“None of us were prepared for the sight of the Louisiana Superdome lapped by floodwaters and with strips of its roof peeled back by the winds of Hurricane Katrina. In that image we glimpsed the predicament of our moment, a human world newly and suddenly vulnerable to the forces of a changed planet. But if we’d been looking at the paintings made over the last two decades by Alexis Rockman, we’d at least have had some practice in how to see it. In an era when artists have obsessed mostly about the fractures within human society — class, gender, race — Rockman has been among the very few trying to understand the deep, mysterious and crucial cleavage between the human and natural worlds. He is, in fact, one of the few philosophers working this critical terrain.” — from Bill McKibben, “The Present Future: Paintings for a Hot Planet,” Orion Magazine, January/February 2006
“The American Icons paintings are as specific as their subject is far-reaching. Recognizable emblems of patriotism such as the U.S. Capitol and Mount Rushmore, bastions of frivolity and greed such as Las Vegas and Hollywood, and tourist meccas such as Disney World all suffer the same leveling fate when it comes to the status-blind and whimsical response of our planet.
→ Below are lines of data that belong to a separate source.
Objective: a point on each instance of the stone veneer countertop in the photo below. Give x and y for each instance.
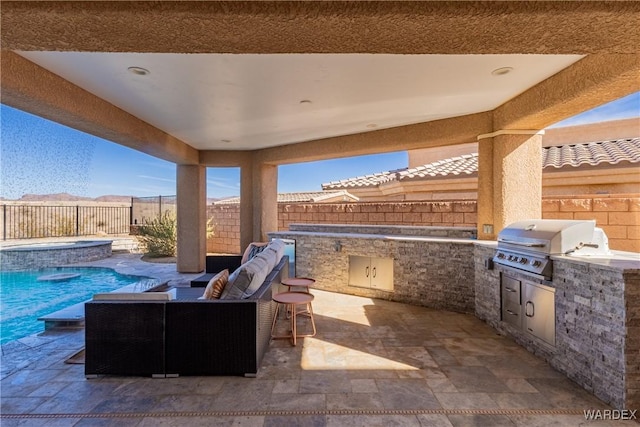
(390, 237)
(618, 260)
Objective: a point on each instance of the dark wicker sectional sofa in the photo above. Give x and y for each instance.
(183, 336)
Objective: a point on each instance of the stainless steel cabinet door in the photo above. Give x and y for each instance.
(382, 273)
(539, 311)
(511, 305)
(359, 271)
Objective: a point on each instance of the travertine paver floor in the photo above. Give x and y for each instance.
(372, 363)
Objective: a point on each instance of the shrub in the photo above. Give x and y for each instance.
(159, 236)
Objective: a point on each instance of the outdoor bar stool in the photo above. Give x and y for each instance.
(291, 300)
(299, 284)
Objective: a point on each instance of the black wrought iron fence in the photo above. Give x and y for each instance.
(37, 221)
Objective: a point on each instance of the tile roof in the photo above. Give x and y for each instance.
(302, 197)
(591, 153)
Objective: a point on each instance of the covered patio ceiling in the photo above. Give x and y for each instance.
(312, 80)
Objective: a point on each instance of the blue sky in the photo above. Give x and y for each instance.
(38, 156)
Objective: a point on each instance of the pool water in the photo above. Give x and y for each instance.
(24, 298)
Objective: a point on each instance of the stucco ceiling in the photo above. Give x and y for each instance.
(252, 101)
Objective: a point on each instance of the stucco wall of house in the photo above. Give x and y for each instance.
(617, 215)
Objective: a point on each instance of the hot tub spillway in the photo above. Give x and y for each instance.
(57, 277)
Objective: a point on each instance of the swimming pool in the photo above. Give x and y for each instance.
(24, 298)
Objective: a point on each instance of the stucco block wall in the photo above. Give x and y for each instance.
(617, 215)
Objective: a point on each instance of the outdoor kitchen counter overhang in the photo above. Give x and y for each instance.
(435, 272)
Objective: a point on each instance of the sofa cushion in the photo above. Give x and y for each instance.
(277, 246)
(134, 296)
(247, 279)
(269, 257)
(252, 250)
(216, 285)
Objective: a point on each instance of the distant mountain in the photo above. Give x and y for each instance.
(58, 197)
(66, 197)
(113, 198)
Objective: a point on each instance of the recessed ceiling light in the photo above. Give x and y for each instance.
(139, 71)
(502, 71)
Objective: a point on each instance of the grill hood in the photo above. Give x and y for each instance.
(527, 245)
(554, 237)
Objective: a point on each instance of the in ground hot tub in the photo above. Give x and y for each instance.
(40, 255)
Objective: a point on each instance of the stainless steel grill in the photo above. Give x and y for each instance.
(527, 245)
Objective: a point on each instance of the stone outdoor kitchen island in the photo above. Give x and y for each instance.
(597, 300)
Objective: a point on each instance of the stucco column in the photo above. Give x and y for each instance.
(192, 218)
(265, 200)
(258, 202)
(509, 179)
(485, 190)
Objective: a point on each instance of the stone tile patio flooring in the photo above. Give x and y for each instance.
(372, 363)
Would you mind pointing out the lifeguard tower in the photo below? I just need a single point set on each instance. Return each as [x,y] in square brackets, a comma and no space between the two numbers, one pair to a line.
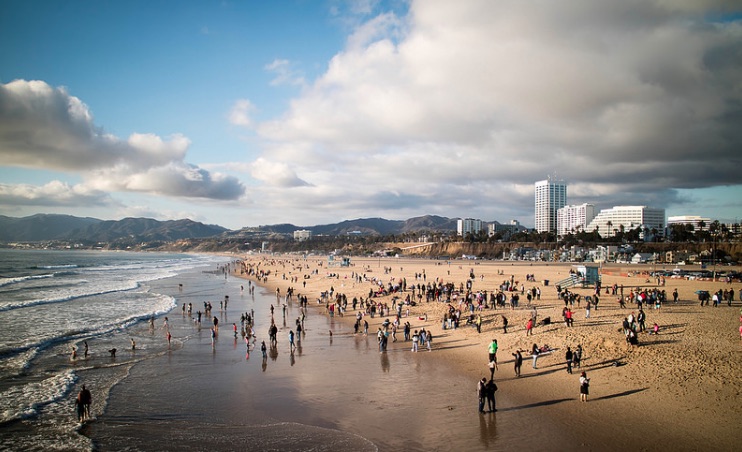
[583,275]
[343,262]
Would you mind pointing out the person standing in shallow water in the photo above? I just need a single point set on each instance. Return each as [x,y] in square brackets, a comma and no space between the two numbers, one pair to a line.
[482,393]
[83,402]
[491,387]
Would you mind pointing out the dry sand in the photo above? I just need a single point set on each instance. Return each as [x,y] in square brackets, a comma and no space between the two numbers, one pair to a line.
[679,389]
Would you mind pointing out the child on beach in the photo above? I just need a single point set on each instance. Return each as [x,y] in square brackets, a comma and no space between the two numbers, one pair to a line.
[584,387]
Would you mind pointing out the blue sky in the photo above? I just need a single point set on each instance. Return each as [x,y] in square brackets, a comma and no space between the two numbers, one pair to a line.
[310,112]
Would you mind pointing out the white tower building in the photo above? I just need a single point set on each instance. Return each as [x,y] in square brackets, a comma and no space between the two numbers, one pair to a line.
[550,197]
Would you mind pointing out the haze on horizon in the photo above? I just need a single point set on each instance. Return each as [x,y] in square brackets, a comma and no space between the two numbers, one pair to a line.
[254,113]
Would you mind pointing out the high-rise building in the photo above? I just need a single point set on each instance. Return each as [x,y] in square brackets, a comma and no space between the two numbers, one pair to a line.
[550,197]
[469,225]
[574,218]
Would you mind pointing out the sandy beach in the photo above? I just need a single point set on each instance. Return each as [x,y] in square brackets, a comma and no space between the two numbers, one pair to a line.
[678,389]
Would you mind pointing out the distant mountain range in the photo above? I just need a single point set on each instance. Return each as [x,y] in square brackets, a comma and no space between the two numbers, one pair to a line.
[44,227]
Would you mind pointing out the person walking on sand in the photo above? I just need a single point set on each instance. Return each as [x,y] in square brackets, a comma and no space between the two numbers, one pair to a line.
[517,362]
[568,357]
[491,387]
[534,353]
[584,387]
[492,349]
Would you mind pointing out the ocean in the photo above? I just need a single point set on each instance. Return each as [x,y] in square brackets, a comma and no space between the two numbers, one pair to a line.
[52,302]
[335,392]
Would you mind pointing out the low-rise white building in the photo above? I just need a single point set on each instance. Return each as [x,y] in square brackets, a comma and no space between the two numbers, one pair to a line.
[608,221]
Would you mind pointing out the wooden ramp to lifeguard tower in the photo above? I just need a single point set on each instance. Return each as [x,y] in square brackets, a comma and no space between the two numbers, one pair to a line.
[582,275]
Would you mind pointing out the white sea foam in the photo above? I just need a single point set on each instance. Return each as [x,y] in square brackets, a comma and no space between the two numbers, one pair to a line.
[19,279]
[23,401]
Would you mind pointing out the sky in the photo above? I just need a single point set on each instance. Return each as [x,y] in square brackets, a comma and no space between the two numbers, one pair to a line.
[249,113]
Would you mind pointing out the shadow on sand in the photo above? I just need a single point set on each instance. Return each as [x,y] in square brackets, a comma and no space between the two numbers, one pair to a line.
[536,405]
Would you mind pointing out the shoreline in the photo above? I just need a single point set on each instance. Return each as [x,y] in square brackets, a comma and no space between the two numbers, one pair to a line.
[687,372]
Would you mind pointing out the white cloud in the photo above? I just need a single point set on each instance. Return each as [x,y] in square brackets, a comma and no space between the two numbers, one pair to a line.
[54,193]
[45,127]
[275,174]
[467,104]
[240,113]
[285,73]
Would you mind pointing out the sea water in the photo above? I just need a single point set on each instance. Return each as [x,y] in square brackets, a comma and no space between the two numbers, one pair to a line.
[334,392]
[53,302]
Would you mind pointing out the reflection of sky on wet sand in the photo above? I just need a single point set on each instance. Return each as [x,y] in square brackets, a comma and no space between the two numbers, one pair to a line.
[397,399]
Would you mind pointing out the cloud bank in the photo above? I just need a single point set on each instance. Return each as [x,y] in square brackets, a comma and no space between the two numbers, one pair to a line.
[458,108]
[43,127]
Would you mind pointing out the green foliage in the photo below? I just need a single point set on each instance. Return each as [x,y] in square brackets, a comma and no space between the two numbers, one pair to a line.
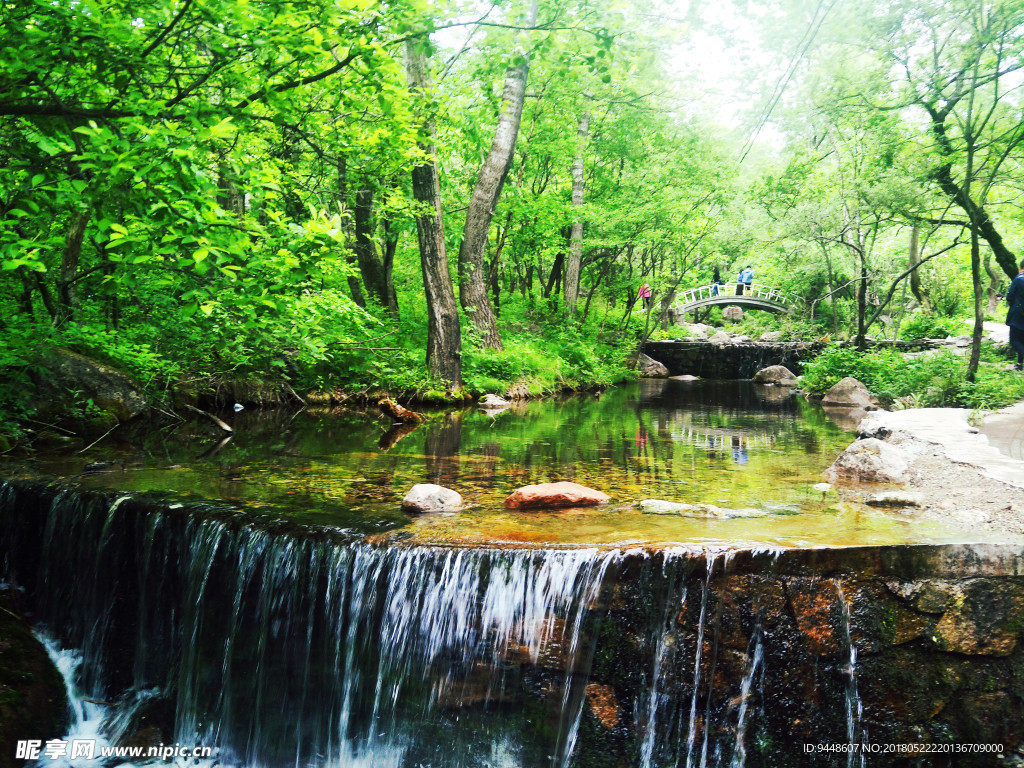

The Capitol building looks like a wedding cake, several weeks after the party’s ended. The St. Louis Arch has been strangled by invasive kudzu. The esteemed profiles chiseled into Mount Rushmore — including that of Theodore Roosevelt, the father of modern conservation in the United States — are up to their chins in murky water.” — from Dorothy Spears, “Introduction,” Big Weather/American Icons (Leo Koenig Gallery, 2006)
Alexis Rockman's work is in the Whitney Museum of American Art, the Guggenheim Museum, the Museum of Contemporary Art in Los Angeles and London's Saatchi Collection. He is currently contributing to the production of Ang Lee’s film Life of Pi.